From Thursday, the British government is telling Britons they must not travel abroad for holidays but business travel is allowed for four weeks.

Passengers arrive at Heathrow Airport.Credit:PA

The rule is part of a new lockdown being imposed on England but unlike Australia's strict ban is subject only to advice from the foreign office and won't require exemptions from the government to leave the country.

The new rule has led to uncertainty for Australians who have been trying to get home for months. However, a spokesman for the Australian High Commission in London said Australians are free to travel from Britain, even after the new lockdown rules come into effect.

"Australians with travel plans to return home during the period of national restrictions can, and should, continue to do so," the spokesman said.

"Special flights home on 7 November, 2020, and 11 November, 2020, continue to operate unaffected."

Prime Minister Boris Johnson announces the month-long lockdown.Credit:AP

Johnson's second lockdown faces hostility from many Tory MPs who oppose new restrictions but the measures are supported by Labour, who will ensure it will pass the Commons.

A far more upbeat-sounding Prime Minister promised MPs that they would have a say on whether the new measures, set to expire on December 2, would be renewed.

"I do think there is the prospect of a much brighter future ahead if we can make a success of these national measures, open up again in December, give people the chance of some shopping and some economic activity in the weeks leading up to Christmas and beyond," he told Conservative MP Andy Carter.

Australians are welcome to fly back into the the UK despite the fresh lockdown.Credit:Getty Images

The Prime Minister said that although the winter would be difficult he was confident of "defeating" the virus by the British spring because of the "real prospect" of a vaccine and new fast, rapid infectious tests.

He said unlike the last lockdown imposed in March and April, when schools were closed and all workers told to stay at home, Britain had "the immediate prospect of many millions of cheap, reliable and rapid turnaround tests with results in minutes" this time.

Johnson has been criticised for his "boosterism" approach to the virus, whereby he over-promises methods to combat the virus, including a track and trace system which he said would be "world beating" but is failing. Mass antibody tests touted by the PM have also proved defective.

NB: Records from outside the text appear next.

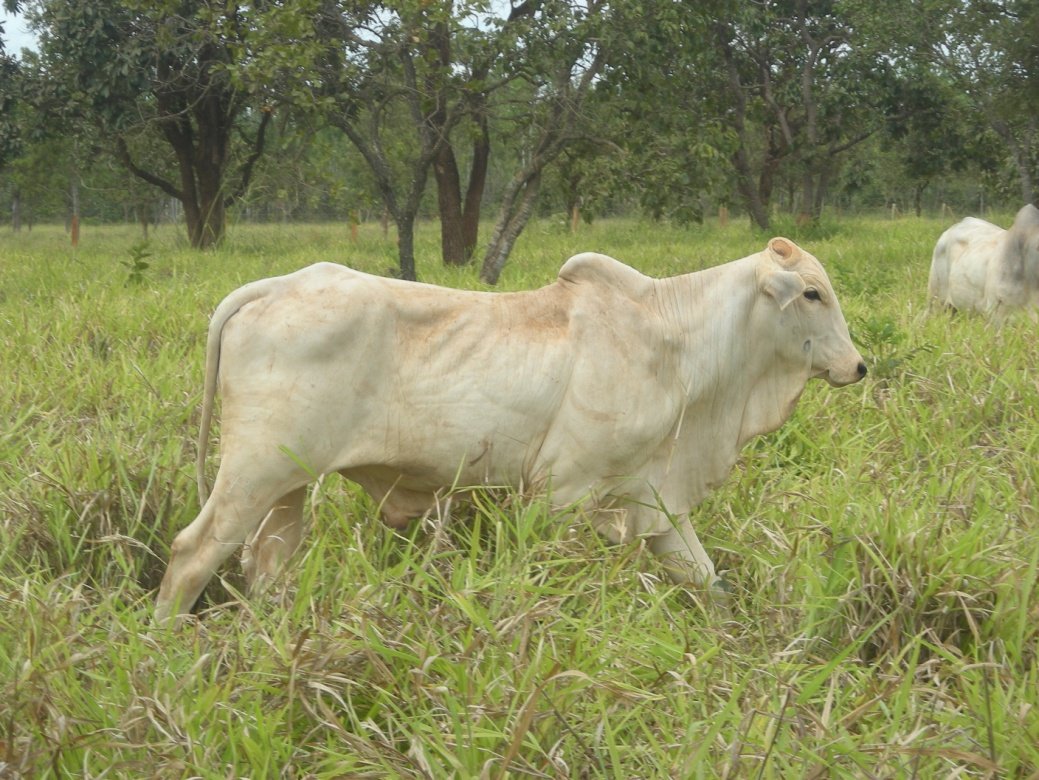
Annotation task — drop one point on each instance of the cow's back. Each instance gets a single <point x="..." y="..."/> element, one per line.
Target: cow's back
<point x="349" y="372"/>
<point x="961" y="263"/>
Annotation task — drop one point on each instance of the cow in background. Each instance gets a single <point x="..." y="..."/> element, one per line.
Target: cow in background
<point x="980" y="266"/>
<point x="623" y="396"/>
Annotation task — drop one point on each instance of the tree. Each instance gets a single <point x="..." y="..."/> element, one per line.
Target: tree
<point x="564" y="53"/>
<point x="990" y="52"/>
<point x="799" y="78"/>
<point x="136" y="71"/>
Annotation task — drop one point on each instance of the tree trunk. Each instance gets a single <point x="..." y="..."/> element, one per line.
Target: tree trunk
<point x="405" y="246"/>
<point x="751" y="195"/>
<point x="460" y="221"/>
<point x="16" y="210"/>
<point x="474" y="193"/>
<point x="449" y="200"/>
<point x="516" y="209"/>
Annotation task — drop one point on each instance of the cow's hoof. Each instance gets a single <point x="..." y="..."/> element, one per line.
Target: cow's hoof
<point x="722" y="590"/>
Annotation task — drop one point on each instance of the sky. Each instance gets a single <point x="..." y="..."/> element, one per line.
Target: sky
<point x="16" y="34"/>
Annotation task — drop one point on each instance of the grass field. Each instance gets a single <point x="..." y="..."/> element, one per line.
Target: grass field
<point x="883" y="545"/>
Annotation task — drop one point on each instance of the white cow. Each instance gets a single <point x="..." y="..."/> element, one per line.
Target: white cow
<point x="624" y="395"/>
<point x="978" y="265"/>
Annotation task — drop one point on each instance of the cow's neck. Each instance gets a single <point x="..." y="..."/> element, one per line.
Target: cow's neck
<point x="729" y="369"/>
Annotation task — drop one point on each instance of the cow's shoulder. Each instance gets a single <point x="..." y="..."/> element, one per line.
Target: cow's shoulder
<point x="1027" y="221"/>
<point x="602" y="271"/>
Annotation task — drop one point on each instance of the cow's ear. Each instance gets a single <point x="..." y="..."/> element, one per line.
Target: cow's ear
<point x="783" y="286"/>
<point x="783" y="251"/>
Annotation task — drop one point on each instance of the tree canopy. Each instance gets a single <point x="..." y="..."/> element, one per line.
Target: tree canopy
<point x="458" y="109"/>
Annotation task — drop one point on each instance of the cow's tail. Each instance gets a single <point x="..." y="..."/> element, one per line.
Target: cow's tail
<point x="228" y="308"/>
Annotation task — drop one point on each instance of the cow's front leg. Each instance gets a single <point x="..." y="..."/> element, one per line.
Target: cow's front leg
<point x="684" y="557"/>
<point x="264" y="556"/>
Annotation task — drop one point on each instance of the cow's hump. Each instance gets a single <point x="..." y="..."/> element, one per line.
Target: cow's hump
<point x="602" y="270"/>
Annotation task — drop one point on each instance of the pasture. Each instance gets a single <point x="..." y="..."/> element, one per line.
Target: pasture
<point x="883" y="546"/>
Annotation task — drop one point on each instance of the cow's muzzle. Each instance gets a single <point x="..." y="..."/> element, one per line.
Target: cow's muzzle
<point x="840" y="378"/>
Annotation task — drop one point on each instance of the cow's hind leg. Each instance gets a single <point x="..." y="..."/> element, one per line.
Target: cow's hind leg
<point x="232" y="513"/>
<point x="274" y="541"/>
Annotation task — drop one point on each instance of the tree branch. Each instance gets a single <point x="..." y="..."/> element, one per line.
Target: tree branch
<point x="123" y="154"/>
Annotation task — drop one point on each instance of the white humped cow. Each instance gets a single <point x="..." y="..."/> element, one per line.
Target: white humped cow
<point x="980" y="266"/>
<point x="621" y="395"/>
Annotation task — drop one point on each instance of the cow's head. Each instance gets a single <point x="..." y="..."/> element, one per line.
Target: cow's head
<point x="810" y="327"/>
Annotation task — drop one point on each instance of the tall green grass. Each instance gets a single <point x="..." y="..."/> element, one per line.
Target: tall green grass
<point x="883" y="545"/>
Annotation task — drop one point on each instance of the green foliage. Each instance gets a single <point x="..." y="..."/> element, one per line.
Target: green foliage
<point x="137" y="263"/>
<point x="882" y="546"/>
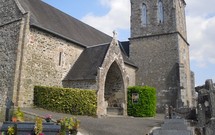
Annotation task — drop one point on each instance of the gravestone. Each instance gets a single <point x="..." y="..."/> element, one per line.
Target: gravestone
<point x="9" y="110"/>
<point x="27" y="128"/>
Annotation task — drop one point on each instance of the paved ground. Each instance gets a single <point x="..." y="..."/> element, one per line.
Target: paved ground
<point x="106" y="125"/>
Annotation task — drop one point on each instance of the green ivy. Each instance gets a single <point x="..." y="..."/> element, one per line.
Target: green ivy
<point x="66" y="100"/>
<point x="145" y="106"/>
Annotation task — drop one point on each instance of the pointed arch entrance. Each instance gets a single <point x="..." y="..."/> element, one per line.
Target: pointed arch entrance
<point x="114" y="90"/>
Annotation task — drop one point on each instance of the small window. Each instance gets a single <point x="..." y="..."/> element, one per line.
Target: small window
<point x="160" y="12"/>
<point x="144" y="15"/>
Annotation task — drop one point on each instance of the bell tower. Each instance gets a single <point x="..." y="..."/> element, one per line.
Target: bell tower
<point x="158" y="45"/>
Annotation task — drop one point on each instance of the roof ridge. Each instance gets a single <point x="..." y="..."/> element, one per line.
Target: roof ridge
<point x="99" y="45"/>
<point x="20" y="6"/>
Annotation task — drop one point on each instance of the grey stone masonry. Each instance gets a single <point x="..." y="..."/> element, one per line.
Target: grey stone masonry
<point x="173" y="127"/>
<point x="10" y="25"/>
<point x="161" y="51"/>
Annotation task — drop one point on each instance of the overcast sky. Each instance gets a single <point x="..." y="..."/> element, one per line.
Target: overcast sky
<point x="109" y="15"/>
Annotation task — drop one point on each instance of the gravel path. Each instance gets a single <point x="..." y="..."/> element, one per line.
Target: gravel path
<point x="106" y="125"/>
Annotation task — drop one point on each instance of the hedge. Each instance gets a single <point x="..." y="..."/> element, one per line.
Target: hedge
<point x="145" y="106"/>
<point x="66" y="100"/>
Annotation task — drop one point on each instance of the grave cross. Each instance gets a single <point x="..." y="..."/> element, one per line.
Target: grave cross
<point x="9" y="109"/>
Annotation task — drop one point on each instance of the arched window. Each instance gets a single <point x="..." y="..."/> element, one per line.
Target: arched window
<point x="144" y="15"/>
<point x="160" y="11"/>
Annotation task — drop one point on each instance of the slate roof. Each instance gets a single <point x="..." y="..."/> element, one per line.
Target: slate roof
<point x="88" y="63"/>
<point x="55" y="21"/>
<point x="48" y="18"/>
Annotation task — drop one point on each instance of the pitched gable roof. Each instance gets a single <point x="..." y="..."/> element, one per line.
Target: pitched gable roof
<point x="88" y="63"/>
<point x="55" y="21"/>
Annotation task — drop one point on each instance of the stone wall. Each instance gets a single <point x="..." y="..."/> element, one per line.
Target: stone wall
<point x="9" y="12"/>
<point x="157" y="58"/>
<point x="10" y="23"/>
<point x="47" y="60"/>
<point x="161" y="51"/>
<point x="113" y="56"/>
<point x="153" y="26"/>
<point x="131" y="71"/>
<point x="82" y="84"/>
<point x="185" y="73"/>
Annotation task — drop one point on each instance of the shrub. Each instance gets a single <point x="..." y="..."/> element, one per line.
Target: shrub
<point x="145" y="106"/>
<point x="66" y="100"/>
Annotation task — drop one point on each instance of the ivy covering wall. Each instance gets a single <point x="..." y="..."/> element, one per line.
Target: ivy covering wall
<point x="66" y="100"/>
<point x="141" y="101"/>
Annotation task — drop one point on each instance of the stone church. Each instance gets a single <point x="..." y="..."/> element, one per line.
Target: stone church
<point x="41" y="45"/>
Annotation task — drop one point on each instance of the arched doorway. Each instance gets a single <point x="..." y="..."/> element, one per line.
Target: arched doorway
<point x="114" y="90"/>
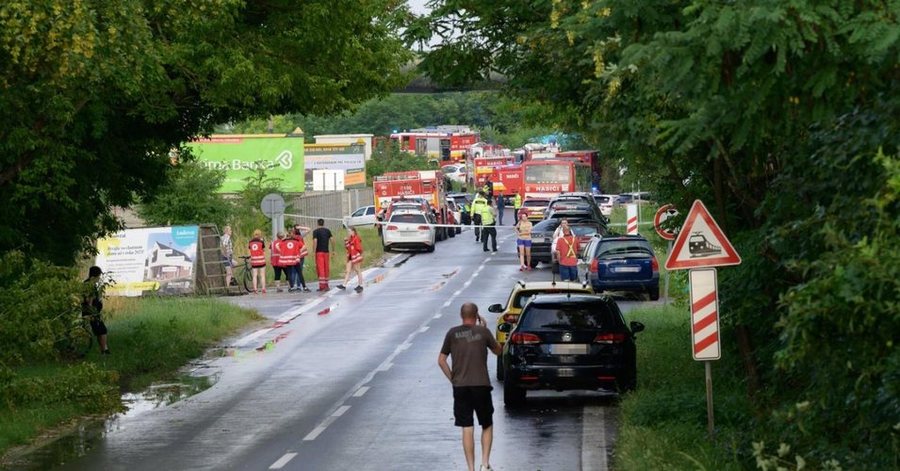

He appeared to acknowledge this when telling MPs that things would soon get better.

"Even the medical and scientific advisers, who are not normally full of cheer on this matter, are optimistic when they consider the therapies, the prospect of a vaccine and the prospect of mass testing."

Heathrow Airport.Credit:Bloomberg

England's second shut down will allow essential retail to stay open but require personal care, leisure and entertainment, as well as gyms and swimming pools to close.

The new lockdown follows stricter measures already introduced by the governments in Wales and Scotland which have jurisdiction over health.

Johnson wants the reinfection rate to drop below 1 before lifting restrictions. England's reinfection rate is currently between 1.1 and 1.3 with a growth rate of between two to four per cent.

A further 18,950 infections were confirmed on Monday and the daily death toll rose by 136.

However, the government is worried by the number of people in hospital putting pressure on the health system. The UK has 10,918 patients in hospital – 1505 were admitted on Monday alone.

Johnson said if England did not go into lockdown this week for four weeks it could see patients turned away from hospitals.

Labour leader Keir Starmer who called for a two-week lockdown in mid-October criticised Johnson's "inaction."

"At every stage the Prime Minister has been too slow, behind the curve … and put what he hoped would happen ahead of what is happening."